Welcome to SeeMoreDigital.net

This site is dedicated to Audio and Video encoding, together with the formats used.

Welcome Page Audio Info Video Info Useful Software How to... Cool Web Sites Goods For Sale Test Encodes Misc Stuff

 

Info about... Mpeg4 Settings and the Terminology Used

Simple Profile Settings

 

A typical Mpeg4 encoded video consists of Intra-frames, I-frames and Predicted-frames, P-frames. More recent Mpeg4 encoders also allow the user to encode using Bi Directional-frames, B-frames.

 

I-frames

I-frames are encoded by using information from within its own frame. They do not use any information from other frames (ie temporal compression). An I-frame is similar in concept to encoding a single frame with say, JPEG.

 

Technically speaking, an I-frame is one in which all of the macro-blocks are stored as images rather than as motion vectors. Encoding a collection of pixels in the form of a static block is the most expensive method in terms of storage and hence I-frames are the most expensive type of frame.

 

Fewer I-frames in the video generally translates to better compression and I-frames are normally used by the encoder only when too few blocks can be tracked from the reference frame by the motion search algorithm. I-frames serve a very important purpose. As all of the blocks in an I frame are stored as images, thus decoding an I frame reveals a complete picture without dependency on reference frames.

 

For this reason I-frames are also known as key-frames. And they are the only type of frame completely independent of all others.

 

P-frames

P-frames are forward predicted and may use either an I-frame or P-frame as a point of reference. They are encoded from the frame that precedes it. In any video sequence a group of frames will have many of the same images. For example, if you were to watch a news presenter, you will notice that the area (scene) behind the presenter stays almost identical for every frame. So instead of encoding each frame, as a totally new frame (remembering that for an PAL image there could be up to 25 of them) you can exploit the redundancy of each frame by the use of P-frames.

 

Essentially a P-frame is a future frame that determines where a block in the previous frame has moved in it's current P-frame. So instead of spatially encoding the frame (like with JPEG) the P-frame just says: "Hey the block in the previous frame has moved to location (X,Y)", which requires much less data than encoding each frame spatially.

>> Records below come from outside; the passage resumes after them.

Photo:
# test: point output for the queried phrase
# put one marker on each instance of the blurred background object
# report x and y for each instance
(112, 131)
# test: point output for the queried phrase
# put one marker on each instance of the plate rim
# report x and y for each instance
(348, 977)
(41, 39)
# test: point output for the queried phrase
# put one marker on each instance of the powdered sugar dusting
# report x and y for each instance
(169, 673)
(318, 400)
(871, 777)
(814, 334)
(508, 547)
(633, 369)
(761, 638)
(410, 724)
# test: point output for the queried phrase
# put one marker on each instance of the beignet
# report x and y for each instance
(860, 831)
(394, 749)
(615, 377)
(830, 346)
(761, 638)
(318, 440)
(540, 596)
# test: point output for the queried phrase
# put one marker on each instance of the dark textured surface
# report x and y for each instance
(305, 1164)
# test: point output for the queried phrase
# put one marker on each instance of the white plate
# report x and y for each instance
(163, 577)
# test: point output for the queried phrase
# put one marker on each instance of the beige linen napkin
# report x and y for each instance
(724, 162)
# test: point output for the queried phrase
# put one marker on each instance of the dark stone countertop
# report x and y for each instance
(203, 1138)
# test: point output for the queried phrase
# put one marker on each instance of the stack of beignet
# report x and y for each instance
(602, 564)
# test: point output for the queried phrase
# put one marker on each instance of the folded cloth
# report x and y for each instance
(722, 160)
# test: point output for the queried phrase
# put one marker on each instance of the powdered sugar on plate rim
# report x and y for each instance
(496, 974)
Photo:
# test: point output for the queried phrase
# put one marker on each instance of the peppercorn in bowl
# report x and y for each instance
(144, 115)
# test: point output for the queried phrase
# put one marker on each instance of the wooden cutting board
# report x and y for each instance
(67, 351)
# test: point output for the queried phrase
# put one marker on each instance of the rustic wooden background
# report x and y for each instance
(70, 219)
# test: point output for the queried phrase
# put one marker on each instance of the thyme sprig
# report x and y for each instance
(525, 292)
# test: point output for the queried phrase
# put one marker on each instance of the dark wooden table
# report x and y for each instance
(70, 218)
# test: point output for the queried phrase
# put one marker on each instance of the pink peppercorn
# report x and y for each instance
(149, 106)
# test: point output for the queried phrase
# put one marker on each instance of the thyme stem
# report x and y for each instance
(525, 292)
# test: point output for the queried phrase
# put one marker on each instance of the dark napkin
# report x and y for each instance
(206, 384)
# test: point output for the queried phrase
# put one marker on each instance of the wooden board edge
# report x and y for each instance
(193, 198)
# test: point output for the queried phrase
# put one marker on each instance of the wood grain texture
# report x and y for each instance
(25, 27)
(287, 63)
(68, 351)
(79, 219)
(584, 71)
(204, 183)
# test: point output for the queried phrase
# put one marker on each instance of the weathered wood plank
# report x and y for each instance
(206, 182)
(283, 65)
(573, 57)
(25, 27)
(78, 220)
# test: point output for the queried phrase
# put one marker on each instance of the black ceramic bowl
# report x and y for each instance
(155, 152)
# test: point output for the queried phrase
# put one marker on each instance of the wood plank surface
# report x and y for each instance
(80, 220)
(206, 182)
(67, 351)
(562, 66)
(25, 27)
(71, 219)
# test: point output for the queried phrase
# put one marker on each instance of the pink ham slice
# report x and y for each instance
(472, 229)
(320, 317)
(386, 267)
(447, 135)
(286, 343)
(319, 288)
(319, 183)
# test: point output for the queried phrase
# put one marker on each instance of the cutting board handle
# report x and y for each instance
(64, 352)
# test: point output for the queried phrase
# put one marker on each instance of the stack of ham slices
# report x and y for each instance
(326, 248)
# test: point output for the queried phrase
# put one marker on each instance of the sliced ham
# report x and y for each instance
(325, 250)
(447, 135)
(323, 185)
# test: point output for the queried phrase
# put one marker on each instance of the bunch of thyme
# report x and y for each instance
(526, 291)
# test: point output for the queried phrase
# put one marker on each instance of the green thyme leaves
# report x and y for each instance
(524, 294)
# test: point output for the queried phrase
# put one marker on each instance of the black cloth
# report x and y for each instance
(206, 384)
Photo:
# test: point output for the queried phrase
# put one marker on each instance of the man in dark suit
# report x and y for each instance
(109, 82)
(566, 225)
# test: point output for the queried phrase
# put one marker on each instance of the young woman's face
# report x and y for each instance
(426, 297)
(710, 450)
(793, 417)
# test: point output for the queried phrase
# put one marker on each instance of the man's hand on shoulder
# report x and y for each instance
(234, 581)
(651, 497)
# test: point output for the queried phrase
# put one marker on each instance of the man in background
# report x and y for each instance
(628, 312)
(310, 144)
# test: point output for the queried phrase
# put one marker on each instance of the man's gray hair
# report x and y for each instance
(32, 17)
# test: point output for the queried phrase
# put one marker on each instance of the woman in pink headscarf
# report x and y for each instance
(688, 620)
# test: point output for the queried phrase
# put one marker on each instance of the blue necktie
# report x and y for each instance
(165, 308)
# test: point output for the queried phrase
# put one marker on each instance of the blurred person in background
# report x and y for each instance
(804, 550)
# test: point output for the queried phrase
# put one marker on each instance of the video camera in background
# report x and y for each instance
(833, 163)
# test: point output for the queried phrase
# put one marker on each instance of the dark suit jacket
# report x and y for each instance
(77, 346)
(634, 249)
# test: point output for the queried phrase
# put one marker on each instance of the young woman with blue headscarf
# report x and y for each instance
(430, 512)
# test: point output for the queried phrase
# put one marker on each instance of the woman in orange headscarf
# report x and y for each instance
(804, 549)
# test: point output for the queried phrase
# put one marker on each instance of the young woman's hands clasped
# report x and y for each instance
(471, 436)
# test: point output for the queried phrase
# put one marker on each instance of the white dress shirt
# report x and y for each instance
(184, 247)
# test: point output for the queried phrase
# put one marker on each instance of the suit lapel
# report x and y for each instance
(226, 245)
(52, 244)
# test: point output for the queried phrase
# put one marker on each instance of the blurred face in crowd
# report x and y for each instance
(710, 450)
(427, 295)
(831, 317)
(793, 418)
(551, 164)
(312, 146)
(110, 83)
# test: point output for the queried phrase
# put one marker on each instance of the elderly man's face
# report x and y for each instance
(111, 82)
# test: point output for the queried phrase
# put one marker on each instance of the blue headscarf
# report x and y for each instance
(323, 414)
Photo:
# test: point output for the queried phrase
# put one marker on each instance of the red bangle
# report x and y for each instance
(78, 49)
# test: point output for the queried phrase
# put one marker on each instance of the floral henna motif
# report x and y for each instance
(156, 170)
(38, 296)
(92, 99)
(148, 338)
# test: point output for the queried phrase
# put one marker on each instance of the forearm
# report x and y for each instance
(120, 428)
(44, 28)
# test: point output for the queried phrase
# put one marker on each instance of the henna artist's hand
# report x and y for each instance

Essentially only the differences between frames are recognised, which is more efficient than recognising the original I-frame.

 

Technically speaking, an P-frame is one which can contain blocks that have been forward predicted via a motion vector from the previous frame by the motion search. It is normally unlikely that all of the blocks in a P-frame can be predicted, and where blocks can not be tracked from the previous frame, an intra-block is used in its place, similar to those found in an I-frame.

 

Because P-frames reconstruct much of the frame by applying motion vectors to the previous frame (ie: motion compensation) they are far less expensive in terms of storage than I-frames. One or more P-frames may follow an I-frame.

 

Therefore a greater ratio of P-frames to I-frames leads to a higher compression ratio.

Advanced Simple Profile (ASP) Settings

 

B-frames (Bi-directional encoding or B-VOP)

B-frames can also forward predict, but do this by choosing the best prediction match among a 2 frames. B-frames are not only coded by using forward predicted frames but also backward predicted frames. Which can either be an I-frame or P-frame.

 

Using B-frames reduces the amount of data needed to code a frame and improves quality more specifically in areas where moving objects reveal hidden areas.

 

All the major Mpeg4 encoding companies are constantly upgrading B-frame encoding techniques by improving how motion estimation is  performed on these frames. And also by improving the precision and quantization modulation.

 

It's worth pointing out that some DVD/Mpeg4 stand-alone players (including the Sigma Xcard) can't handle more that 1no consecutive b-frame at a time. The current version of DivX5.1.x generates 1no b-frame as standard. However, XviD generates 2no consecutive b-frames by default. Which you may have to over-ride/set to 1no.

 

Global Motion Compensation (S-VOP)
GMC helps to improve visual quality and data compression ratios. GMC techniques make use of the common elements of zooming and panning scenes to reduce data requirements and compress the video more effectively.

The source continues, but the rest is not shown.